I am having difficulty with this proof:
It is the three sentences I have colored that is very difficult. Could someone please explain why they are true?
red line: I understand "Since A is an algebra", but why the conclusion?
green line: "Why does it follow that M(A)=M"?
blue text: I dont understand the conclusion?
Red Line: Take any $A_0 \in \mathcal A$. Since $\mathcal A$ is an algebra, it must be closed under finite intersection and complementation. Thus, $A_0 \cap A \in \mathcal A \subseteq \mathcal M$ and $A_0 $\ $A = A_0 \cap A^c \in \mathcal A \subseteq \mathcal M$. Then by definition of $\mathcal M(A)$, $A_0 \in \mathcal M(A)$ and since $A_0$ was arbitrary, $\mathcal A \subseteq \mathcal M(A)$.

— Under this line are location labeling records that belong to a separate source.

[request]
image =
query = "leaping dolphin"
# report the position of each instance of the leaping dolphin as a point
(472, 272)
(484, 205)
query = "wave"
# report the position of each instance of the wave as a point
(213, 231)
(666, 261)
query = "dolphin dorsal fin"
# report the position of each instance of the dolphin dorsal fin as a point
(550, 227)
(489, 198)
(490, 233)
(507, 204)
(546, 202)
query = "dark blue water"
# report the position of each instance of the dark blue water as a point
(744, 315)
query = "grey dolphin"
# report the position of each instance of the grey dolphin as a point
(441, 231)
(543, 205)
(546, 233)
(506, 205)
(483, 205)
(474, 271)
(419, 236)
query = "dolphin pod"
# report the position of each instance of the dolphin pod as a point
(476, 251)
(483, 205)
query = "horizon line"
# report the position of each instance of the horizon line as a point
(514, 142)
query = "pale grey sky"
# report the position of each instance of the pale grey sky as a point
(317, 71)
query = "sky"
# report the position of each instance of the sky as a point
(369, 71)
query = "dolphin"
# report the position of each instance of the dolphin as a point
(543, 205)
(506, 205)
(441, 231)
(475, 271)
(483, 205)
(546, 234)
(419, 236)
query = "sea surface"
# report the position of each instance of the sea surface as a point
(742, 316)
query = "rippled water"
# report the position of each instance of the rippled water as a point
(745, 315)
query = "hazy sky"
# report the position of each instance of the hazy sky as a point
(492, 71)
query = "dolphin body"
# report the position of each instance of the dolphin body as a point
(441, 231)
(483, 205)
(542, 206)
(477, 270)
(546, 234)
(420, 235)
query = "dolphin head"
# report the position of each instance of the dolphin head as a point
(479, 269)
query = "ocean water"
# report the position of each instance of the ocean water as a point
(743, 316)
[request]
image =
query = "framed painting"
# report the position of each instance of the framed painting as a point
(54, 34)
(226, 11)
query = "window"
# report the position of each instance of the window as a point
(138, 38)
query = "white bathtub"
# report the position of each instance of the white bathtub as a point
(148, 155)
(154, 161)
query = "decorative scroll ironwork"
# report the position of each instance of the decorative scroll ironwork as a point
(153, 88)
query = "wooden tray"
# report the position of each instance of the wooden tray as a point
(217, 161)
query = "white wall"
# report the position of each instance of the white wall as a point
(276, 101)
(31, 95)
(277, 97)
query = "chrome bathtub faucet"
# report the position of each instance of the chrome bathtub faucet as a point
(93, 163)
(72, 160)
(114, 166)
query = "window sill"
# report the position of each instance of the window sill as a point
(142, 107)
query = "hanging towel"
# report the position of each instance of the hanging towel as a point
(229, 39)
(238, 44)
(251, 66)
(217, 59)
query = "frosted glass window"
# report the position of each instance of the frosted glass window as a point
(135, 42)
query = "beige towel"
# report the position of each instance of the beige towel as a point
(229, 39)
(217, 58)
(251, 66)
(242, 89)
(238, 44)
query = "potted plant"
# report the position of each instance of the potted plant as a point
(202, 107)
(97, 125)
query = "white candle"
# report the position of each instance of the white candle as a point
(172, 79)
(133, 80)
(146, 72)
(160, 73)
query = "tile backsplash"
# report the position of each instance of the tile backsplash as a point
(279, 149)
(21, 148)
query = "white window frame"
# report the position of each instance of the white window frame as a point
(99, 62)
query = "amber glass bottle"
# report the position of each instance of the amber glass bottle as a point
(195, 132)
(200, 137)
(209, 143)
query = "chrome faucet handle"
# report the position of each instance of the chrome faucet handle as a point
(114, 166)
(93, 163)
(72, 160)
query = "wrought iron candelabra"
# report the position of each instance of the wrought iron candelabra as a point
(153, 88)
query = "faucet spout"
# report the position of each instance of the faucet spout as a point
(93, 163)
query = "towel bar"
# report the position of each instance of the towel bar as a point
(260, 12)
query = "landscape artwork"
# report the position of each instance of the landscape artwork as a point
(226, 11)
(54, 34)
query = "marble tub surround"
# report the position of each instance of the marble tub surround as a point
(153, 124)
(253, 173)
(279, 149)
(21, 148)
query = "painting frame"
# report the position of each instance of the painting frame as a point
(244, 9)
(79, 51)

Green Line: The monotone class generated by $\mathcal A$, which we call $\mathcal M$, is the smallest monotone class containing $\mathcal A$, meaning no other monotone class containing $\mathcal A$ is properly contained inside $\mathcal M$. It was shown above that $\mathcal M(M)$ is a a monotone class for any $M \in \mathcal M$. In particular, since any $A \in \mathcal A \subseteq \mathcal M$, we know that $\mathcal M(A)$ is a monotone class. The Red Line shows that $\mathcal A \subseteq \mathcal M(A)$. In words, it is a monotone class containing the algebra $\mathcal A$. Since $\mathcal M$ is the smallest monotone class containing $\mathcal A$, it must be contained in any other monotone class containing $\mathcal A$. In particular, $\mathcal M \subseteq \mathcal M(A)$. Certainly, since $\mathcal M(A)$ consists only of sets from $\mathcal M$ by definition, we get the opposite containment. So $\mathcal M(A) = \mathcal M$.
Blue Line: A few words previous to the blue line says that $\mathcal A \subseteq \mathcal M(M)$ for all $M \in \mathcal M$. Again, in words this means that it is a monotone class that contains the algebra $\mathcal A$. Since $\mathcal M$ is the minimal/smallest monotone class containing $\mathcal A$, we must have $\mathcal M \subseteq \mathcal M(M)$. The other inclusion is trivial since $\mathcal M(M)$ is made up of sets from $\mathcal M$. Thus $\mathcal M(M) = \mathcal M$ for all $M \in \mathcal M$.